= H.W. Embree and Sons =

Boat yard in Port Hawkesbury, Nova Scotia, Canada

Henry W. Embree and Sons, Boatbuilders, was a boat yard in Port Hawkesbury, Nova Scotia, that operated from 1859 to 1948. The youngest son of a boatbuilding family, Henry Embree established his own boat yard between Brown and Pitt Streets, on the Port Hawkesbury waterfront, next to the P. Paint and Sons warehouse.

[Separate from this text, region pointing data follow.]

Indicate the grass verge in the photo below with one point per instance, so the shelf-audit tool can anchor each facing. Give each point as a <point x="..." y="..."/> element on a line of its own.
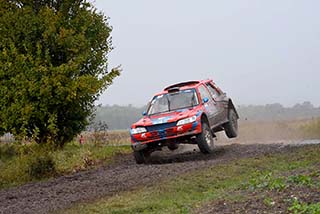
<point x="22" y="163"/>
<point x="232" y="182"/>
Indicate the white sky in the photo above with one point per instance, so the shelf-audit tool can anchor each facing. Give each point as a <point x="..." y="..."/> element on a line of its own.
<point x="258" y="52"/>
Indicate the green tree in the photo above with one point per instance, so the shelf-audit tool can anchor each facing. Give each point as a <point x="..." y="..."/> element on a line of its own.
<point x="53" y="67"/>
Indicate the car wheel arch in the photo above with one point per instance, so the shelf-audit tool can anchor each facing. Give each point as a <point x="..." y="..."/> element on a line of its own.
<point x="231" y="106"/>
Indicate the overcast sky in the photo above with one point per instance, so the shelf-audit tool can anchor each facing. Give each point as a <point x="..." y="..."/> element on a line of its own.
<point x="258" y="52"/>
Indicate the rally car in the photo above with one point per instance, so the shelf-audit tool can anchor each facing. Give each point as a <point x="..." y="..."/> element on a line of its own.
<point x="187" y="112"/>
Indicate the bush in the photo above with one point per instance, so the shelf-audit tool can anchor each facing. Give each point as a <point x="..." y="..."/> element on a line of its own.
<point x="7" y="151"/>
<point x="41" y="166"/>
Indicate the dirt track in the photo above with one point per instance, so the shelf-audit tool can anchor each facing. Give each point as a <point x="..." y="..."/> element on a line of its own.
<point x="62" y="192"/>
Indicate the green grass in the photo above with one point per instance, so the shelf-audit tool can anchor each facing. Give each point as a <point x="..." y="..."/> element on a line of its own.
<point x="22" y="163"/>
<point x="227" y="181"/>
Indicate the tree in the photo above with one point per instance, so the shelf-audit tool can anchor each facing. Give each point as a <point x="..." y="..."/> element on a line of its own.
<point x="53" y="67"/>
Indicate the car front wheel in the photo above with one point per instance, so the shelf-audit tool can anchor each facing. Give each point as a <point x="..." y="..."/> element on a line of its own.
<point x="205" y="140"/>
<point x="231" y="128"/>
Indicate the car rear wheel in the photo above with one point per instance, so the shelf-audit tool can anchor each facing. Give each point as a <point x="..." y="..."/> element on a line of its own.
<point x="231" y="128"/>
<point x="173" y="146"/>
<point x="205" y="140"/>
<point x="140" y="156"/>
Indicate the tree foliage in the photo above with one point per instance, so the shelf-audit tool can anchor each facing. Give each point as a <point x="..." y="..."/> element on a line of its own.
<point x="53" y="66"/>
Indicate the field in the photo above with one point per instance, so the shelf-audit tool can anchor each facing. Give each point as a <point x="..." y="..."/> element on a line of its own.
<point x="268" y="168"/>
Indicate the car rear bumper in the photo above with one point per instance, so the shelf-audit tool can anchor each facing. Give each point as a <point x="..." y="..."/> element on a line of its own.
<point x="140" y="141"/>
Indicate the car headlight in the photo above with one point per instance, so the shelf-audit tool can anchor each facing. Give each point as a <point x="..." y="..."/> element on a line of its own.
<point x="138" y="130"/>
<point x="186" y="121"/>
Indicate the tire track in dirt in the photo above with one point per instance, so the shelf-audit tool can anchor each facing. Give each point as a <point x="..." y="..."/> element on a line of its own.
<point x="124" y="174"/>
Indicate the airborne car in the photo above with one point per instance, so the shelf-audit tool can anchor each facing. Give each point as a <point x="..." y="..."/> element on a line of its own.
<point x="187" y="112"/>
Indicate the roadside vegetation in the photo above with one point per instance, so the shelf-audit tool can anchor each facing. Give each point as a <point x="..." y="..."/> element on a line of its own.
<point x="289" y="181"/>
<point x="22" y="163"/>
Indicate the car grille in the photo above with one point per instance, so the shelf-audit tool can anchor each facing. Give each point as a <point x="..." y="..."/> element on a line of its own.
<point x="161" y="130"/>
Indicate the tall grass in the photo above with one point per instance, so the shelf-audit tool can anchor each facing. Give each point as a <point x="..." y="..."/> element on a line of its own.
<point x="22" y="163"/>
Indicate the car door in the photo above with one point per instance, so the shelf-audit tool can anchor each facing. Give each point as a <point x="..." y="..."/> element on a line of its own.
<point x="221" y="103"/>
<point x="210" y="106"/>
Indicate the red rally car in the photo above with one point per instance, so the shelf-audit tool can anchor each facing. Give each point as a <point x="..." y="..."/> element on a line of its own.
<point x="187" y="112"/>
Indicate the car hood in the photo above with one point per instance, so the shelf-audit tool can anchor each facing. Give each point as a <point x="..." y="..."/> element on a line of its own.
<point x="168" y="117"/>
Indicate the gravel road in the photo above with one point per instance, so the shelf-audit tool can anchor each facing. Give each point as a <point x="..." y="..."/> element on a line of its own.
<point x="124" y="174"/>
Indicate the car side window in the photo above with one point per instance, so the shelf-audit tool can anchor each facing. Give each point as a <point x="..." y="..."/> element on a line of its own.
<point x="214" y="92"/>
<point x="204" y="92"/>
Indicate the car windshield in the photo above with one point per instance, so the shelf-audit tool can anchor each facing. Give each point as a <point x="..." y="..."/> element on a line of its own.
<point x="173" y="101"/>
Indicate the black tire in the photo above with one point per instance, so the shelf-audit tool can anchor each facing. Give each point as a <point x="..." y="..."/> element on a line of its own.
<point x="205" y="140"/>
<point x="140" y="156"/>
<point x="231" y="128"/>
<point x="173" y="146"/>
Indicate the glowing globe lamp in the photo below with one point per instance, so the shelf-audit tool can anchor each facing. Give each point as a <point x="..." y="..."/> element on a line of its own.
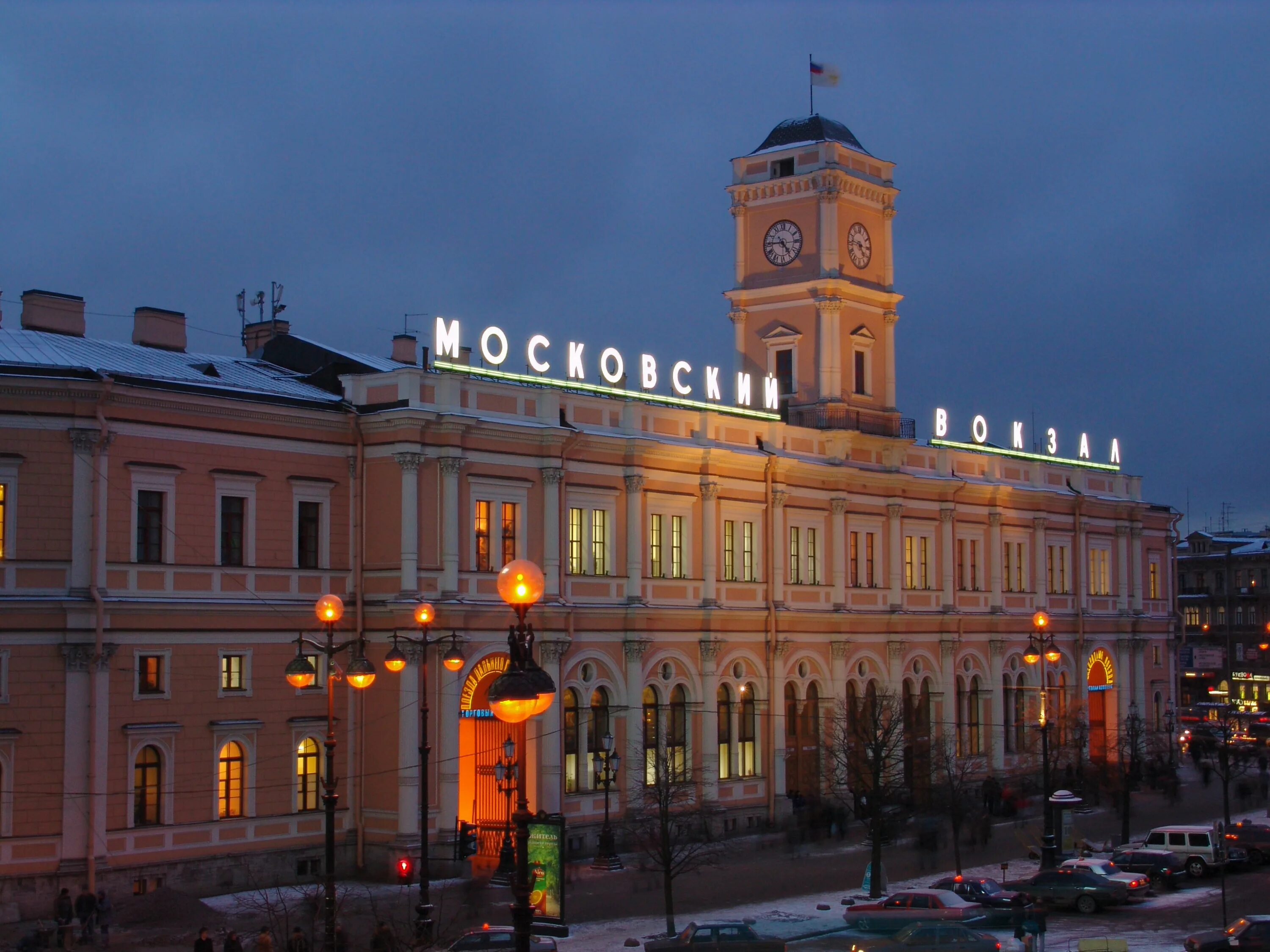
<point x="361" y="673"/>
<point x="301" y="672"/>
<point x="521" y="583"/>
<point x="331" y="610"/>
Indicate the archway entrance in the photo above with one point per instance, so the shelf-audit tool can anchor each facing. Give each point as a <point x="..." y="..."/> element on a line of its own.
<point x="480" y="747"/>
<point x="1100" y="680"/>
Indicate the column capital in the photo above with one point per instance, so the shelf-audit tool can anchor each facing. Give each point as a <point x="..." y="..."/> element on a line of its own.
<point x="409" y="462"/>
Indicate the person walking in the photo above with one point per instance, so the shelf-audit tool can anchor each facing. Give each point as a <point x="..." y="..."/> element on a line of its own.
<point x="86" y="911"/>
<point x="105" y="917"/>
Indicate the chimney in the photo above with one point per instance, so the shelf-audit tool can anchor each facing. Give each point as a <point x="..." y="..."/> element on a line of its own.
<point x="154" y="327"/>
<point x="257" y="334"/>
<point x="404" y="349"/>
<point x="52" y="313"/>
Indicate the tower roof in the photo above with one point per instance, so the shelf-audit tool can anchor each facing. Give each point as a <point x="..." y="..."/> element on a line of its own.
<point x="809" y="129"/>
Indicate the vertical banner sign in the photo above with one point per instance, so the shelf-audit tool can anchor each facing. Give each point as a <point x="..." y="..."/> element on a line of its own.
<point x="547" y="869"/>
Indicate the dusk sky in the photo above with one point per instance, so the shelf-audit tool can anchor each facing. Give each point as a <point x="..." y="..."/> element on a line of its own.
<point x="1084" y="226"/>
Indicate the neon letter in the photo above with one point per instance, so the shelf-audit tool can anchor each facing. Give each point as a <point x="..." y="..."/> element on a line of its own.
<point x="484" y="346"/>
<point x="713" y="384"/>
<point x="980" y="429"/>
<point x="680" y="367"/>
<point x="611" y="355"/>
<point x="535" y="343"/>
<point x="447" y="339"/>
<point x="771" y="394"/>
<point x="647" y="371"/>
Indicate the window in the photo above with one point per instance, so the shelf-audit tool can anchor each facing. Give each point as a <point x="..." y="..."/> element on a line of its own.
<point x="233" y="522"/>
<point x="747" y="725"/>
<point x="150" y="506"/>
<point x="308" y="535"/>
<point x="229" y="786"/>
<point x="724" y="706"/>
<point x="233" y="673"/>
<point x="308" y="775"/>
<point x="651" y="735"/>
<point x="677" y="569"/>
<point x="654" y="545"/>
<point x="569" y="706"/>
<point x="150" y="674"/>
<point x="480" y="526"/>
<point x="146" y="796"/>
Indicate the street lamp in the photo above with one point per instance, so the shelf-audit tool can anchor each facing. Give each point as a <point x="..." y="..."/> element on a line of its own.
<point x="395" y="662"/>
<point x="300" y="673"/>
<point x="607" y="856"/>
<point x="519" y="693"/>
<point x="505" y="779"/>
<point x="1042" y="648"/>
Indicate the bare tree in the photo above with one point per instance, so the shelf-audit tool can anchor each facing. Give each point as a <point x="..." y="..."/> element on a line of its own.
<point x="953" y="785"/>
<point x="672" y="831"/>
<point x="867" y="753"/>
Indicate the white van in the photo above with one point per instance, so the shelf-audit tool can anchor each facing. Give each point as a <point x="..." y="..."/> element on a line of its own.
<point x="1199" y="846"/>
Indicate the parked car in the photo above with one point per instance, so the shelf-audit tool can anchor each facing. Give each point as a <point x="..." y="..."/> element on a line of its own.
<point x="931" y="937"/>
<point x="1077" y="889"/>
<point x="1137" y="885"/>
<point x="1251" y="932"/>
<point x="497" y="938"/>
<point x="1253" y="838"/>
<point x="911" y="907"/>
<point x="738" y="937"/>
<point x="1199" y="846"/>
<point x="1161" y="867"/>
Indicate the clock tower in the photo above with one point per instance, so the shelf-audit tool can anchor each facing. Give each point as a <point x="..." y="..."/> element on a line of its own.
<point x="814" y="301"/>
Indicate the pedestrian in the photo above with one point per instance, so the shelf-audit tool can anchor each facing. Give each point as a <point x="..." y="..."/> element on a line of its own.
<point x="64" y="912"/>
<point x="86" y="911"/>
<point x="105" y="917"/>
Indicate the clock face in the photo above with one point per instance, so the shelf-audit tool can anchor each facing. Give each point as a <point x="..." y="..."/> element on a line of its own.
<point x="859" y="245"/>
<point x="783" y="243"/>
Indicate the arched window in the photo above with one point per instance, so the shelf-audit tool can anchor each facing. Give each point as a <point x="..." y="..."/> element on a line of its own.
<point x="308" y="775"/>
<point x="677" y="737"/>
<point x="651" y="735"/>
<point x="146" y="798"/>
<point x="747" y="734"/>
<point x="569" y="705"/>
<point x="723" y="700"/>
<point x="230" y="781"/>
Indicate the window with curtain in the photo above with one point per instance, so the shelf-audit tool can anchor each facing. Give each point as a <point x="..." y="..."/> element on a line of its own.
<point x="308" y="776"/>
<point x="146" y="780"/>
<point x="230" y="781"/>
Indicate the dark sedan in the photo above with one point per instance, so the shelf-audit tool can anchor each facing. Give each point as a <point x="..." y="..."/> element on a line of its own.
<point x="931" y="937"/>
<point x="1160" y="866"/>
<point x="1251" y="932"/>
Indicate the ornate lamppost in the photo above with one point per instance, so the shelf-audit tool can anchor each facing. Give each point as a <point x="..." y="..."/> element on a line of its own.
<point x="607" y="858"/>
<point x="506" y="773"/>
<point x="521" y="692"/>
<point x="301" y="674"/>
<point x="395" y="662"/>
<point x="1042" y="648"/>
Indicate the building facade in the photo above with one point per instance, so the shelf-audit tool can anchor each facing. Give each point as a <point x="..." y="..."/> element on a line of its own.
<point x="724" y="565"/>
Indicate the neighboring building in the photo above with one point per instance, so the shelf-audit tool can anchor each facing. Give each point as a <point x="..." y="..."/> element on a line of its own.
<point x="718" y="578"/>
<point x="1223" y="594"/>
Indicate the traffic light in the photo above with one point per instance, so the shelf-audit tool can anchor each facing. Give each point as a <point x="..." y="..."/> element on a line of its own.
<point x="467" y="845"/>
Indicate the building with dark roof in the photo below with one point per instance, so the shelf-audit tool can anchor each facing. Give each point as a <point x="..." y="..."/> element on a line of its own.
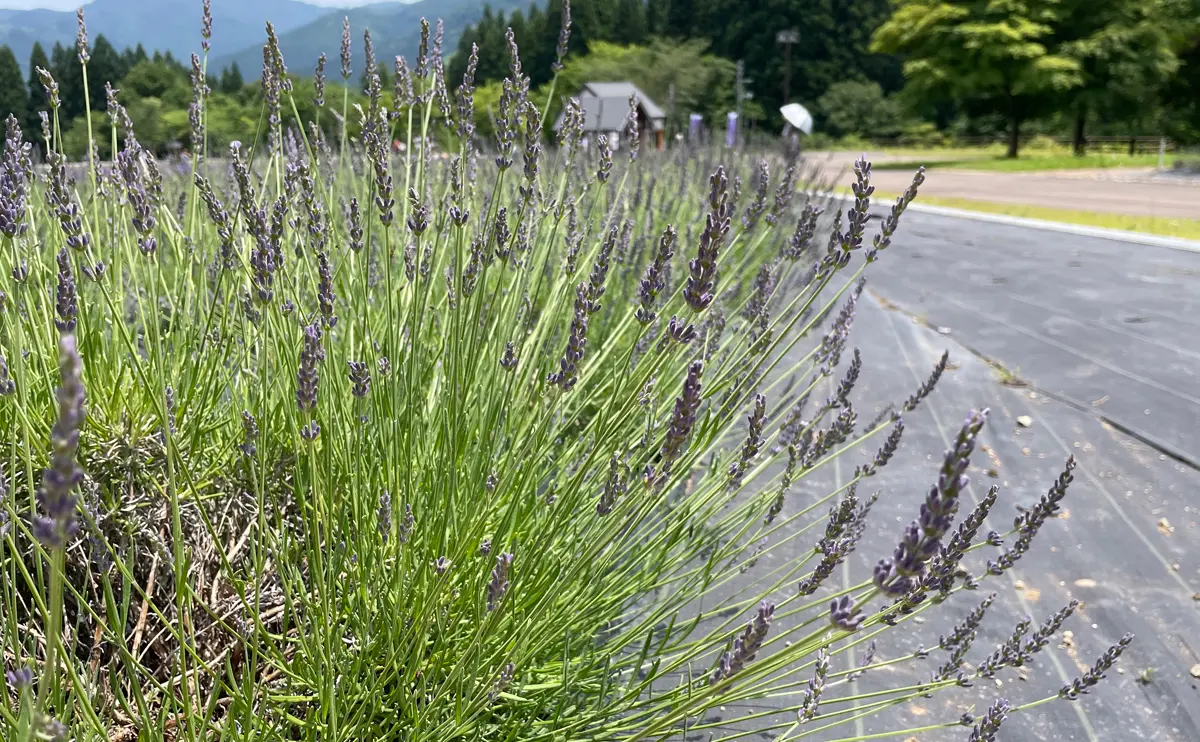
<point x="606" y="107"/>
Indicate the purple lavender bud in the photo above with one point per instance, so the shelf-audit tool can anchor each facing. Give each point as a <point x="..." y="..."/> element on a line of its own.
<point x="808" y="710"/>
<point x="1031" y="521"/>
<point x="143" y="190"/>
<point x="419" y="214"/>
<point x="600" y="270"/>
<point x="883" y="239"/>
<point x="1096" y="672"/>
<point x="249" y="434"/>
<point x="423" y="52"/>
<point x="654" y="280"/>
<point x="631" y="132"/>
<point x="502" y="234"/>
<point x="754" y="211"/>
<point x="355" y="226"/>
<point x="844" y="615"/>
<point x="82" y="39"/>
<point x="51" y="87"/>
<point x="19" y="678"/>
<point x="346" y="48"/>
<point x="576" y="342"/>
<point x="6" y="384"/>
<point x="755" y="422"/>
<point x="311" y="431"/>
<point x="509" y="360"/>
<point x="499" y="584"/>
<point x="59" y="480"/>
<point x="745" y="646"/>
<point x="65" y="304"/>
<point x="702" y="279"/>
<point x="805" y="228"/>
<point x="465" y="96"/>
<point x="207" y="25"/>
<point x="406" y="526"/>
<point x="402" y="89"/>
<point x="683" y="418"/>
<point x="325" y="295"/>
<point x="307" y="377"/>
<point x="605" y="171"/>
<point x="985" y="730"/>
<point x="383" y="519"/>
<point x="615" y="486"/>
<point x="318" y="83"/>
<point x="681" y="330"/>
<point x="564" y="37"/>
<point x="13" y="183"/>
<point x="927" y="388"/>
<point x="858" y="214"/>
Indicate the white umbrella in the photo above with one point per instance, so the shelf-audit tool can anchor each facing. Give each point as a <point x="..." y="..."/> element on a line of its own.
<point x="798" y="117"/>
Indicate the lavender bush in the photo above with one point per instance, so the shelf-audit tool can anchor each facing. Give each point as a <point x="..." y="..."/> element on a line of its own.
<point x="305" y="441"/>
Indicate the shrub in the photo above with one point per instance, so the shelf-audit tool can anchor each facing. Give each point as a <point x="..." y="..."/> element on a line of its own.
<point x="342" y="446"/>
<point x="852" y="107"/>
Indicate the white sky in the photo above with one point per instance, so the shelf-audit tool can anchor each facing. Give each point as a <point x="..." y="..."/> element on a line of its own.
<point x="70" y="5"/>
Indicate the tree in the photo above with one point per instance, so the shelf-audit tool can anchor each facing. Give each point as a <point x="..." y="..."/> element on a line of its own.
<point x="859" y="108"/>
<point x="36" y="94"/>
<point x="994" y="57"/>
<point x="12" y="88"/>
<point x="105" y="66"/>
<point x="633" y="19"/>
<point x="1126" y="54"/>
<point x="66" y="70"/>
<point x="232" y="81"/>
<point x="703" y="83"/>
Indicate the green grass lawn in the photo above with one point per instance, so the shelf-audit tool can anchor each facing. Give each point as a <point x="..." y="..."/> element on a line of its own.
<point x="1185" y="228"/>
<point x="1029" y="162"/>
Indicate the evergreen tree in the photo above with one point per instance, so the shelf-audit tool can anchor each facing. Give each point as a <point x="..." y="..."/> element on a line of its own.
<point x="12" y="88"/>
<point x="35" y="93"/>
<point x="66" y="70"/>
<point x="658" y="13"/>
<point x="231" y="79"/>
<point x="105" y="66"/>
<point x="633" y="22"/>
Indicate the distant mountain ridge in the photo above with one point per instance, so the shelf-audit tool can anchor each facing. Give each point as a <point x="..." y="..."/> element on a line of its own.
<point x="171" y="25"/>
<point x="395" y="30"/>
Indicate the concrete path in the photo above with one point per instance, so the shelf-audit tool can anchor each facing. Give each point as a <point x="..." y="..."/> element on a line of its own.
<point x="1111" y="191"/>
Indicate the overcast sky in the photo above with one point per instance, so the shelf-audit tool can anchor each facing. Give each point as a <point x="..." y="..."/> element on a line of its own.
<point x="70" y="5"/>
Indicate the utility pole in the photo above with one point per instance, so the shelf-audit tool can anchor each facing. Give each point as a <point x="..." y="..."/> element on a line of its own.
<point x="787" y="39"/>
<point x="739" y="88"/>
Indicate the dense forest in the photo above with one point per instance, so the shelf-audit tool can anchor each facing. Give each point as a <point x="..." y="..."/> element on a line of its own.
<point x="868" y="69"/>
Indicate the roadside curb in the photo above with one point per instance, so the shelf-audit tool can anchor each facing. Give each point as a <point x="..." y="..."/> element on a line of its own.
<point x="1049" y="226"/>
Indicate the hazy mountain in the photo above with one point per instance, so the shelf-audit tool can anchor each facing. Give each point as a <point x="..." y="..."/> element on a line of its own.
<point x="395" y="29"/>
<point x="171" y="25"/>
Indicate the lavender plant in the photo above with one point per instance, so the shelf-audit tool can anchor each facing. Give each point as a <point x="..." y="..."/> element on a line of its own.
<point x="288" y="468"/>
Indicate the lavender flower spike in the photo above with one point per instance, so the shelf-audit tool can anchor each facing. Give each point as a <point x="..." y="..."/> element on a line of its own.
<point x="499" y="584"/>
<point x="683" y="419"/>
<point x="59" y="482"/>
<point x="985" y="730"/>
<point x="744" y="646"/>
<point x="702" y="280"/>
<point x="65" y="295"/>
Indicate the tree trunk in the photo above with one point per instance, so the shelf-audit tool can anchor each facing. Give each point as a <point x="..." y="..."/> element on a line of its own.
<point x="1079" y="139"/>
<point x="1014" y="136"/>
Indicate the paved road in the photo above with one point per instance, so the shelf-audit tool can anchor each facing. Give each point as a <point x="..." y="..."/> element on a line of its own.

Between 1815 and 1822, Samuel and Thomas Bangs Embree moved to Port Hawkesbury and began building ships from their shipyard on Embree Island. At times, Embree Shipbuilding employed as many as thirty men and was responsible for building at least five schooners, six brignantines, and one barque. Henry Embree learned the craft from his family and became known for his skill in boatbuilding.

In 1883, H. W. Embree and Sons were responsible for sending a fishing banker, or "Canso boat," to the International Fisheries Exhibition in London, where it won the first medal out of 7500 competitors. Displayed at full mast with a wax mannequin for a captain, the boat was purchased and used by the Prince of Wales, who would become Edward VII. Plans for the same boat were later purchased by the United States Fish Commission, as well as representatives from the Netherlands and Sweden.

The H.W. Embree boat yard constructed a variety of vessels, from fishing boats to schooners. Freeman Embree, one of the sons of Henry Embree, recalled that they constructed a house boat for Alexander Graham Bell; the Princess for George Wright, a Halifax philanthropist and businessman; and the Glencairn for J.H. Duggan. He also recalls building a "fast boat" for Mrs. Bell, which was unfortunately sold and later used for rum-running. At one time, the boat yard employed twenty-four men, as well as nineteen men on the night shift.

After the death of Henry W. Embree, Freeman Embree continued to run the business until it was sold in 1948.